The two levers that close it: sparse top-k MoE (≈4×, the bigger structural change) and 4-bit weights (≈2×).
MXFP4 W4A16 (this change) — correct, smallest, not yet faster than FP8
Weight-only 4-bit: expert weights are MXFP4 (E2M1 + per-32 UE8M0 scale,
tools/quantize_mxfp4.py); a fused kernel reads the 4-bit weights and
dequantizes on-chip to BF16. Decode uses batched_gemv_mxfp4; prefill (M>1)
dequantizes to BF16 then reuses the BF16 batched GEMM.
| MXFP4 W4A16 | FP8 W8A8 | BF16 | |
|---|---|---|---|
| Model size | 13 GB | 22 GB | 39 GB |
| Greedy tokens | identical | identical | baseline |
| Decode TPOT (TP=2) | 17.0 ms | 13.5 ms | 18.8 ms |
| Decode TPOT (TP=4) | 11.8 ms | 10.2 ms | — |
| Prefill TTFT | 350 ms | 134 ms | 135 ms |
- Correct (byte-identical greedy tokens to FP8/BF16) and smallest footprint — fits one 32 GB 5090 with ample room for KV cache.
- Not faster than FP8: the hand-written W4A16 dequant-GEMV (no tensor cores) is less efficient than cuBLASLt's FP8 tensor-core GEMM, so even reading half the bytes it stays ~2–3.5 ms behind FP8 at every TP. The TP=4 scaling (17→11.8) shows it is partly memory-bound; a fixed per-GEMM inefficiency dominates. Vectorized loads, hoisted scale, warp reduction, and shared-memory activation tiling did not change it.

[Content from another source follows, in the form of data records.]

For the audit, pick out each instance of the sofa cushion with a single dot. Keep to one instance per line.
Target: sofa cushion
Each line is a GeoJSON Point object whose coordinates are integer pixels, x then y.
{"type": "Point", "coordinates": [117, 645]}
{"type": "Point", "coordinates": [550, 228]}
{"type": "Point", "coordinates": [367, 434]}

- Prefill regresses (350 vs 134 ms) — the dequant-to-BF16 fallback.
Committed as a memory-optimization foundation, not a decode speedup.
To make 4-bit actually win
- FP4 tensor cores (W4A4) — cuBLASLt block-scaled MXFP4 GEMM
(
CUDA_R_4F_E2M1+CUBLASLT_MATMUL_MATRIX_SCALE_VEC32_UE8M0, available on sm_120). Tensor-core throughput at 4-bit would beat FP8. Risk: the scale swizzle layout. - A Marlin-class W4A16 kernel (register-blocked, async-copy pipelined).
- Sparse top-k MoE for the larger, llama-matching win.
FP8 (the plan-cache fix + strided-batched optimization, 1.41× over BF16) remains xserv's best-performing quantization today.